This blog aims to explain the details on Redshift data types in-depth. Before we get to that, let us understand some details on Redshift first.
What is Amazon Redshift – A Brief Introduction
Amazon Redshift is a petabyte-scale data warehouse service which works on the concept of clusters – a collection of nodes. It is a fully managed and fast cloud data warehouse which in turn makes a simple and cost-effective solution for analyzing all the company’s data. The data can be analyzed using existing Business Intelligence (BI) tools and standard SQL. Redshift is a fully managed service. It manages all of the work from setting up to operating and scaling the data warehouse.
Redshift utilizes a columnar data storage method. Its multi-node architecture helps to achieve an impeccable throughput time. Redshift allows its user to analyze petabytes of structured data using complex queries. Complex (and simple too) queries are executed using sophisticated query optimization, massively parallel query execution and columnar storage on high-performance local disks.

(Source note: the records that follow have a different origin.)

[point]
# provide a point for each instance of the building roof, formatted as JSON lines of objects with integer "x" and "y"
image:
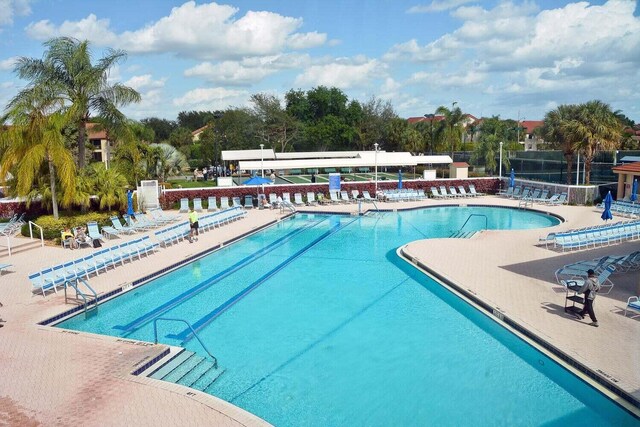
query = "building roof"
{"x": 94, "y": 133}
{"x": 364, "y": 159}
{"x": 530, "y": 125}
{"x": 628, "y": 168}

You will be looking at the following aspects:
Amazon Redshift Data Types
Redshift supports ingestion/inserting of many different data types onto the warehouse. This, in turn, allows a user or a system to handle a wide range of use cases.
Type of data also imposes a restriction on the dataset which can be ingested in a system, which maintains the sanctity of the data. Each value stored and retrieved from an Amazon Redshift table(s) has a data type which has a fixed set of associated properties and constraints.
Data types are declared when tables are created, but can surely be changed in the future if required but with some set of constraints around compatibility. We will discuss in the coming sections. A data type constrains or limits the set of values that a column or argument can contain.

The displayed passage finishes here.